Edited by Ramasamy Vijayakumar and Suresh S.S. Raja

Chapter metrics overview

1,889 Chapter Downloads

View Full Metrics

Abstract

Androstenedione (AD) is a steroid intermediate valuable for the production of steroid medicaments. Microbial biotransformation of phytosterol to produce AD is a well-researched area. However, low substrate solubility of phytosterol in aqueous media and nucleus degradation of AD to androstadienedione (ADD) or 9-hydroxy-AD are the major obstacles for AD production leading to detailed research for optimization of biotransformation process. In this review, microbial transformation of AD with respect to the existing methods of chemical or biochemical synthesis of AD are extensively discussed. This review examines the microbial biotransformation process and limitations for enhanced AD production. Factors affecting the effective biotransformation process to obtain AD are discussed and limitations are highlighted. The main content of this review focuses on the recent and futuristic biotechnological advances and strategies in techniques to enhance AD bioprocess.

Keywords

  • androstenedione
  • microbial biotransformation
  • phytosterol
  • steroids
  • nucleus degradation

1. Introduction

Steroids are terpenoid lipids of specific structure that contain the nucleus of four cycloalkane rings. Androstenedione (AD) is a natural steroid which belongs to the 17-ketosteroid family. It is produced by the adrenal cortex and gonads. In the body, cholesterol leads to the formation of steroidal hormones. AD is a compound specifically used as a precursor for the majority of pharmaceutically active steroids such as testosterone, estradiol, ethinylestradiol, testolactone, progesterone, cortisone, cortisol, prednisone and prednisolone [1]. The steroid pharmaceuticals are of great importance for their role in the management of human fertility, osteoporosis, menopause and blood pressure regulation [2, 3]. Commercially, steroid production represents one of the largest sectors of medical products manufactured by the pharmaceutical industry [4]. Production of AD and androstadienedione (ADD) exceeds 1000 tons per year in the world. Therefore, production of AD on a large scale with cost effective process becomes an area of demanding research in biotechnology. Apart from the broadly used natural compounds, phytosterols gained an increasing importance as raw materials for the synthesis of steroidal drugs such as pregnenolone, boldenone, androstenedione and androstadienedione. The utilization of cholesterol and phytosterol as the sole carbon source by Mycobacterium sp. for growth and proliferation led to a serious development in microbial biotransformation processes for production of large number of steroidal compounds [1].

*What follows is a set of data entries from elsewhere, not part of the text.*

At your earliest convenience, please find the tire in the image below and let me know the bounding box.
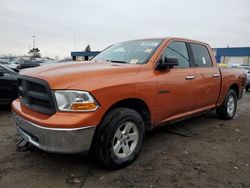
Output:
[92,108,145,169]
[216,89,237,120]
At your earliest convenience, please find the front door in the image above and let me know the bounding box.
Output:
[189,43,221,110]
[156,41,195,123]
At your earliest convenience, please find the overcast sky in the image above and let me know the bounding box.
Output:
[0,0,250,58]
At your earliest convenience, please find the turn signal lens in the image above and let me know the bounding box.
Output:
[70,103,97,110]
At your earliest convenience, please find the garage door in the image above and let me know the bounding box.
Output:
[228,57,244,65]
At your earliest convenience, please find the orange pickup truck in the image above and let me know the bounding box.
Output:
[12,38,246,168]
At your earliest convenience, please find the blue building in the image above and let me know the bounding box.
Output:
[71,51,100,61]
[213,47,250,65]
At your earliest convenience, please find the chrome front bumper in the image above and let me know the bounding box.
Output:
[13,112,95,153]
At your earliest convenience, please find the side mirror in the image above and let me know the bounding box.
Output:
[156,57,179,70]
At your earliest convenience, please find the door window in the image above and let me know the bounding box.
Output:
[190,43,213,67]
[163,42,190,68]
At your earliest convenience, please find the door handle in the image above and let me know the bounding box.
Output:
[213,73,220,78]
[186,75,195,80]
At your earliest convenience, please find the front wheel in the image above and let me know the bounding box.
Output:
[92,108,145,169]
[216,89,237,120]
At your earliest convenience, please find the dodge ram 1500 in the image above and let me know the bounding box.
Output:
[12,38,246,168]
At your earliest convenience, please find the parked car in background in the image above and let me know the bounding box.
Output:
[0,64,18,105]
[12,38,246,168]
[8,57,57,71]
[245,67,250,91]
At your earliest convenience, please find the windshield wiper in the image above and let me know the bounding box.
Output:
[106,59,127,63]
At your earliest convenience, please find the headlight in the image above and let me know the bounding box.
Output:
[54,90,98,111]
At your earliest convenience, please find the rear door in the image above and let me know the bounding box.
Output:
[156,41,195,122]
[189,43,221,110]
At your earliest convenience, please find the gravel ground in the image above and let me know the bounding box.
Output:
[0,93,250,188]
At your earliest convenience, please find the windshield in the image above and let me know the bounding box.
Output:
[92,39,162,64]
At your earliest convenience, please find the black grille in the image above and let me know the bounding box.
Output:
[18,76,56,115]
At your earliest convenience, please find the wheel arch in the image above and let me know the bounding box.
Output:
[102,98,151,131]
[229,84,240,99]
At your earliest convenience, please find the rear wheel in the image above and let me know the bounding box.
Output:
[92,108,145,169]
[216,89,237,120]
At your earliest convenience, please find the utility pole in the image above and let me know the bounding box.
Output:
[32,35,36,60]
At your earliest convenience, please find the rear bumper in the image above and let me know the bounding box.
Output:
[13,112,96,153]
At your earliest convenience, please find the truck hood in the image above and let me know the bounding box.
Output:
[20,61,141,90]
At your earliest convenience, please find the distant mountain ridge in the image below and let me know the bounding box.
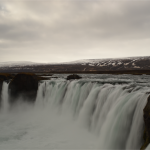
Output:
[0,56,150,73]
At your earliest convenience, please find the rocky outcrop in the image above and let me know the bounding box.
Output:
[0,78,3,107]
[140,96,150,150]
[67,74,82,80]
[9,73,38,104]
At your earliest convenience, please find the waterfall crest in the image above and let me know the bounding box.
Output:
[36,81,148,150]
[2,80,149,150]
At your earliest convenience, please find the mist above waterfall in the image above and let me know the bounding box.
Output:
[0,75,150,150]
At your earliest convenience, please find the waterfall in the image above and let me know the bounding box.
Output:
[0,79,150,150]
[36,80,148,150]
[1,82,9,112]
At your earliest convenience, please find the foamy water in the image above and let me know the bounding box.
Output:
[0,75,150,150]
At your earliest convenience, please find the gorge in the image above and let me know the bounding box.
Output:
[0,74,150,150]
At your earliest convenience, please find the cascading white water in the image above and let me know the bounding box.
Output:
[37,81,147,150]
[0,74,149,150]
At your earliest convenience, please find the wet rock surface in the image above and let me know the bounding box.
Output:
[0,78,3,107]
[9,74,38,104]
[140,96,150,150]
[67,74,82,80]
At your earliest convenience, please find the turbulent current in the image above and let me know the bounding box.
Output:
[0,75,150,150]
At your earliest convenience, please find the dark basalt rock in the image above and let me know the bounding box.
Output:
[140,96,150,150]
[9,73,38,104]
[0,78,3,107]
[67,74,82,80]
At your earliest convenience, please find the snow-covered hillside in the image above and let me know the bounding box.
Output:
[0,56,150,72]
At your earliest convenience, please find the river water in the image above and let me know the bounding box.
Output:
[0,74,150,150]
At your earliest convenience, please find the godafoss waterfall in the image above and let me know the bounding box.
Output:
[0,75,150,150]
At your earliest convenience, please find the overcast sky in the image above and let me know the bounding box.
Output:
[0,0,150,62]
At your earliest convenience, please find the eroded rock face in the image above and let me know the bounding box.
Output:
[67,74,82,80]
[141,96,150,150]
[0,78,3,107]
[9,74,38,104]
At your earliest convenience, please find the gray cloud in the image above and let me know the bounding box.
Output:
[0,0,150,62]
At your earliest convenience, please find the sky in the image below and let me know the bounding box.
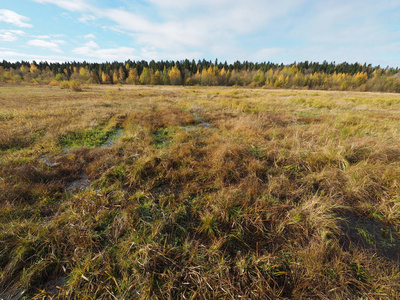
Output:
[0,0,400,67]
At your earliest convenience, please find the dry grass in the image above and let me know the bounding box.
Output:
[0,86,400,299]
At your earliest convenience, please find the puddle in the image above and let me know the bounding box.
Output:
[101,128,124,148]
[40,157,59,168]
[193,113,211,128]
[65,173,92,193]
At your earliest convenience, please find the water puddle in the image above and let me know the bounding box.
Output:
[193,113,211,128]
[65,172,92,193]
[101,128,124,148]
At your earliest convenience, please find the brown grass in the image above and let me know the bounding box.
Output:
[0,86,400,299]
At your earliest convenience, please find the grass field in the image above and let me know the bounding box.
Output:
[0,86,400,299]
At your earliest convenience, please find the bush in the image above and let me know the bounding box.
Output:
[69,80,82,92]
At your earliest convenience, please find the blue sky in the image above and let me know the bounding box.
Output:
[0,0,400,67]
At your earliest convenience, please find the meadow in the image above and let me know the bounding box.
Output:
[0,85,400,299]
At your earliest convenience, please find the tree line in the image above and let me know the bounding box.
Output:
[0,59,400,92]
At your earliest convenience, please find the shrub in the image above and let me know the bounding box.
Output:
[69,80,82,92]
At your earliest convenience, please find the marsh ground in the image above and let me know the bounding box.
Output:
[0,86,400,299]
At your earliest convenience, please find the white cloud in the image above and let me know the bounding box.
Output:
[0,9,33,27]
[72,41,138,61]
[78,15,97,24]
[27,40,65,53]
[0,30,25,42]
[34,0,90,11]
[83,33,96,40]
[33,35,51,40]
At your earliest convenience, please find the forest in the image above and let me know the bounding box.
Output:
[0,59,400,93]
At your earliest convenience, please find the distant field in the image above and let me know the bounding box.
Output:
[0,86,400,299]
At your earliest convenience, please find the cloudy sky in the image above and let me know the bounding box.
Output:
[0,0,400,67]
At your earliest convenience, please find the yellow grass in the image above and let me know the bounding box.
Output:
[0,86,400,299]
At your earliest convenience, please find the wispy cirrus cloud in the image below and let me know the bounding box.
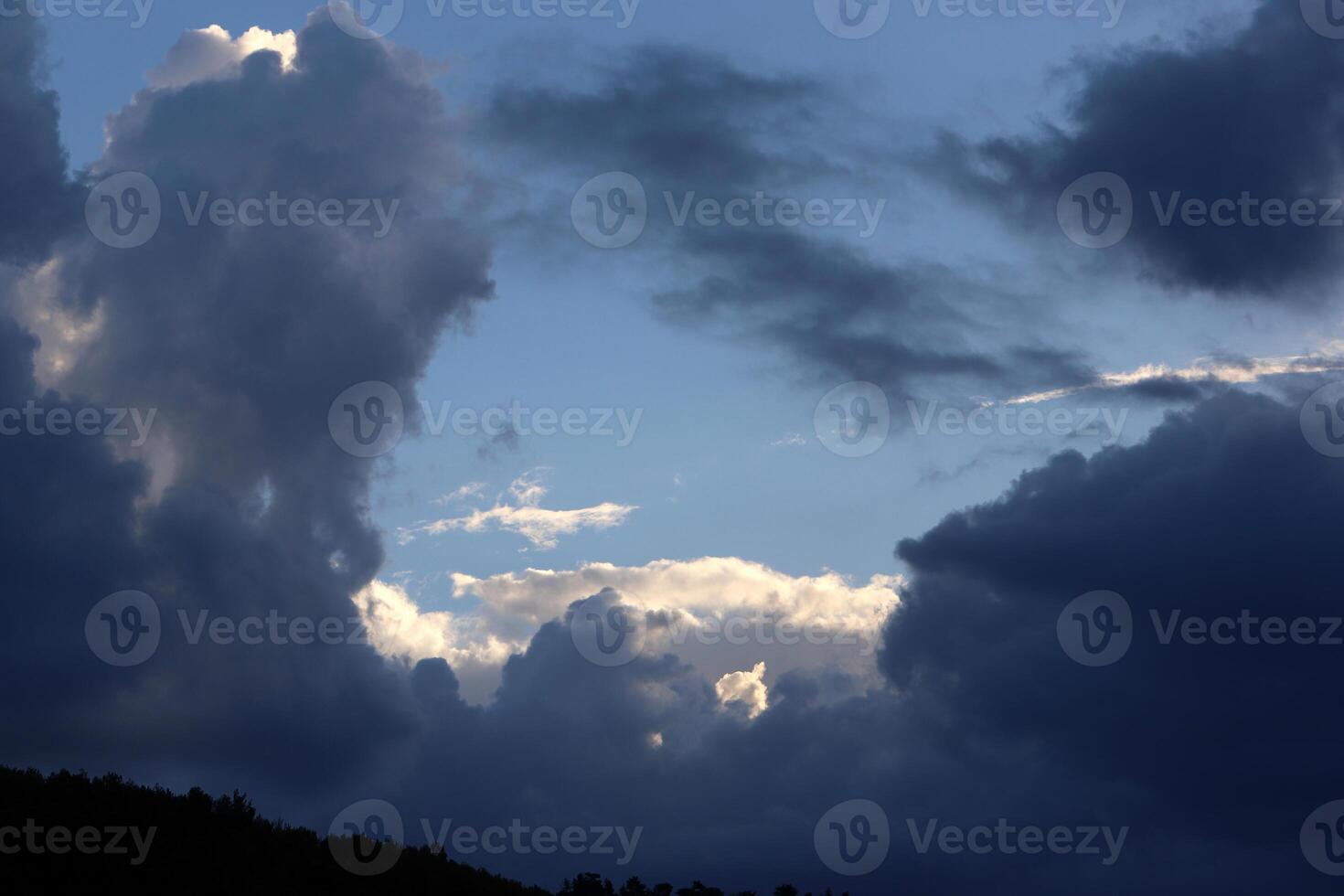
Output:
[397,467,638,550]
[1006,341,1344,404]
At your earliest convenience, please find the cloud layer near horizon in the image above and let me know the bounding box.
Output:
[0,11,1344,896]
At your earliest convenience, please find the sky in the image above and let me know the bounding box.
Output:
[0,0,1344,893]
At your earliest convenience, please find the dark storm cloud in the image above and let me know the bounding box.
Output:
[483,47,1094,396]
[926,0,1344,301]
[0,16,80,261]
[0,6,1344,896]
[481,46,837,189]
[0,5,492,794]
[373,391,1344,896]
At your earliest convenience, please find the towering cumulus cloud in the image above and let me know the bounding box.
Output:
[0,3,1344,896]
[0,11,492,787]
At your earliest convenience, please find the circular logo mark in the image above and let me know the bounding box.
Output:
[326,0,406,40]
[85,171,163,249]
[326,380,406,457]
[1055,591,1135,667]
[812,383,891,457]
[812,799,891,877]
[570,171,649,249]
[1298,799,1344,877]
[1302,0,1344,40]
[812,0,891,40]
[1298,383,1344,457]
[1055,171,1135,249]
[326,799,404,877]
[85,591,163,667]
[570,589,645,667]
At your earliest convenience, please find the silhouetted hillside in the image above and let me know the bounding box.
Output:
[0,765,829,896]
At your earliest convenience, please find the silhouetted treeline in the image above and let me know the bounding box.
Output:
[0,765,830,896]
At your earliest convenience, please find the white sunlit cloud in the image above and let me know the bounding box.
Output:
[398,469,638,550]
[357,558,903,718]
[145,26,298,88]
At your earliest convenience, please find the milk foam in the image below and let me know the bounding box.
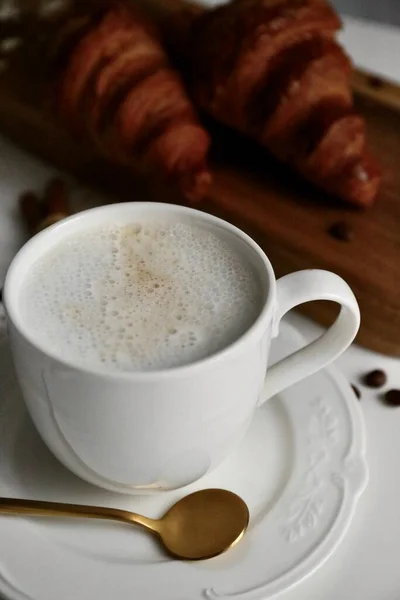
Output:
[20,222,262,371]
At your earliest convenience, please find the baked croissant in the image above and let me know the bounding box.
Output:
[60,6,211,200]
[166,0,380,206]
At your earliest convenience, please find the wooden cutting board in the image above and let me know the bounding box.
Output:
[0,0,400,356]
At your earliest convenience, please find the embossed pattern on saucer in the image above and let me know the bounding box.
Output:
[0,323,368,600]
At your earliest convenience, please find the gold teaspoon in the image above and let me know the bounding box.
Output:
[0,489,249,560]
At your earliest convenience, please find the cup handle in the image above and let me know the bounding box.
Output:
[258,270,360,406]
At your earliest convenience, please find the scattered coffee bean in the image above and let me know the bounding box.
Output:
[328,221,354,242]
[364,369,387,388]
[368,75,385,89]
[383,390,400,406]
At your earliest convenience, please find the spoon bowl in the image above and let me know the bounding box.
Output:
[158,489,249,560]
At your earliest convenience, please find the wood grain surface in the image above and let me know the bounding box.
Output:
[0,0,400,356]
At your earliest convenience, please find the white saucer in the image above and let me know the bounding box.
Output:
[0,324,368,600]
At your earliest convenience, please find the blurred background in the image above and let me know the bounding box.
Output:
[331,0,400,25]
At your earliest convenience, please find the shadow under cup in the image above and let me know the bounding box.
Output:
[4,202,276,493]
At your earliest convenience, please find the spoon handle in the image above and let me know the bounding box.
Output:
[0,498,158,533]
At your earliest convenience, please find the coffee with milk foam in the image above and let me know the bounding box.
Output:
[20,222,263,371]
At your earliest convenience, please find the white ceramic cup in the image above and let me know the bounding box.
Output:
[4,202,360,493]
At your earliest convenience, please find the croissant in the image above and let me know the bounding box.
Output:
[166,0,380,206]
[59,6,211,200]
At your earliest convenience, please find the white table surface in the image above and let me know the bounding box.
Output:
[0,18,400,600]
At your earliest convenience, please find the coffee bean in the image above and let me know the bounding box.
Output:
[383,390,400,406]
[368,75,385,89]
[328,221,354,242]
[364,369,387,388]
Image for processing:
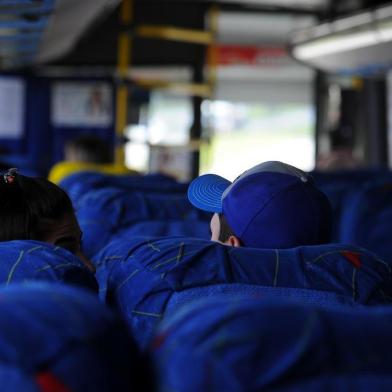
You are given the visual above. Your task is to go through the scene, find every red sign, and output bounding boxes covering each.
[215,45,288,65]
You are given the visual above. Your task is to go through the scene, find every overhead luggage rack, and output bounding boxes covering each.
[291,6,392,74]
[0,0,55,69]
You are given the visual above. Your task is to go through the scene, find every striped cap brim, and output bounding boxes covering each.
[188,174,231,213]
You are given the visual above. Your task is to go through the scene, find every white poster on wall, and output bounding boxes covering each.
[0,78,25,139]
[51,82,113,127]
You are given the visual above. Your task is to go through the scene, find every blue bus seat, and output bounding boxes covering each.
[340,181,392,264]
[312,169,392,242]
[0,282,142,392]
[120,220,211,240]
[76,188,210,257]
[152,296,392,392]
[0,240,98,291]
[94,237,392,347]
[59,171,187,202]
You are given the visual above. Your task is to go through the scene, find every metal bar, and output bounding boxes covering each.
[135,25,214,45]
[115,0,133,165]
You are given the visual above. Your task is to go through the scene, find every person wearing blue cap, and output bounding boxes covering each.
[188,161,332,249]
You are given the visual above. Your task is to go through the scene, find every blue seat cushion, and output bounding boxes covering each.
[152,296,392,391]
[0,282,141,392]
[0,240,98,291]
[94,237,392,347]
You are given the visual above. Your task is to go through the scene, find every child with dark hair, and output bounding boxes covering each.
[0,169,94,270]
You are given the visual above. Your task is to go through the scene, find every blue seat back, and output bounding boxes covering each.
[152,296,392,391]
[312,169,392,242]
[94,237,392,347]
[341,181,392,264]
[59,171,187,203]
[0,283,142,392]
[0,240,97,291]
[76,188,210,257]
[120,220,211,240]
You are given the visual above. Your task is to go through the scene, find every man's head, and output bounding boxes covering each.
[188,161,332,248]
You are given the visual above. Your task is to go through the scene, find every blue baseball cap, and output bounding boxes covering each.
[188,161,332,249]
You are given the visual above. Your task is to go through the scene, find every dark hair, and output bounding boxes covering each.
[65,136,113,163]
[218,213,236,242]
[0,171,73,241]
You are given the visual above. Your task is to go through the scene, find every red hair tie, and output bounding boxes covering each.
[3,167,18,184]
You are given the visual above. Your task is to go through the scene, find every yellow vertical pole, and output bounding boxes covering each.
[207,5,220,90]
[115,0,133,165]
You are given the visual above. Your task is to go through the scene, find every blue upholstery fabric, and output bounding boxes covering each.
[59,171,187,203]
[120,220,211,241]
[153,297,392,391]
[0,240,97,291]
[76,188,210,257]
[94,237,392,347]
[341,181,392,264]
[312,169,392,242]
[0,283,141,392]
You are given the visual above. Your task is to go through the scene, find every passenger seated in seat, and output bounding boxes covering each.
[188,161,332,249]
[0,169,94,271]
[48,136,136,184]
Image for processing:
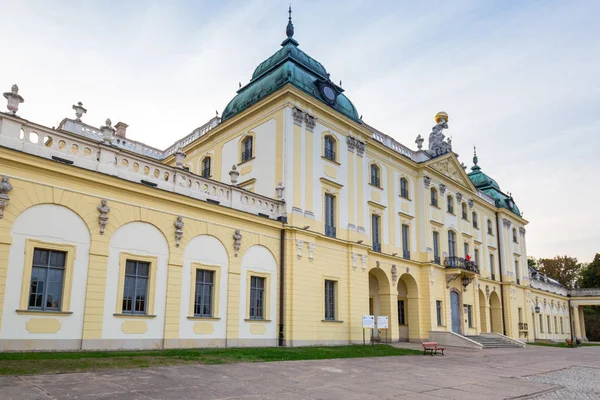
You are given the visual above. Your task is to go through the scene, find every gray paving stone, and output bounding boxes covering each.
[0,346,600,400]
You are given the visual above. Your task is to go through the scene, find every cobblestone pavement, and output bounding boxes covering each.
[526,366,600,400]
[0,346,600,400]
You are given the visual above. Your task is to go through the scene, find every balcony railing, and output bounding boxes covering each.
[444,257,479,274]
[519,322,529,331]
[0,113,285,219]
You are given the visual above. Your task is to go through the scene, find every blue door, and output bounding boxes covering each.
[450,292,462,335]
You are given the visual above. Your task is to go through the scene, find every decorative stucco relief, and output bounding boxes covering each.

Phytosterols are thoroughly widespread in plants and are similar to cholesterol in terms of physiological functions and structure. Phytosterols differ from cholesterol by having a methyl or ethyl group at C-24 (Figure 1). Phytosterols participate in essential cellular processes since they modulate permeability and fluidity of membranes. In addition, they are precursors for the synthesis of steroid hormones and are involved in plant defense mechanisms. β-Sitosterol, campesterol, and stigmasterol are the main phytosterols found in plants (Figure 1). The most important phytosterols, β-sitosterol (C-29 carbon skeleton), campesterol (C-28), and stigmasterol (C-29), contribute up to 98% of all the phytosterols found in plants [5]. As cholesterol acts as a starting material for steroid production by adrenal cortex and gonads, phytosterol can act as a starting material for AD production by many microorganisms which are able to utilize phytosterols as carbon and energy source.

Figure 1.

(A) Structure of cholesterol, (B) structure of campesterol, (C) structure of β-sitosterol, (D) structure of stigmasterol.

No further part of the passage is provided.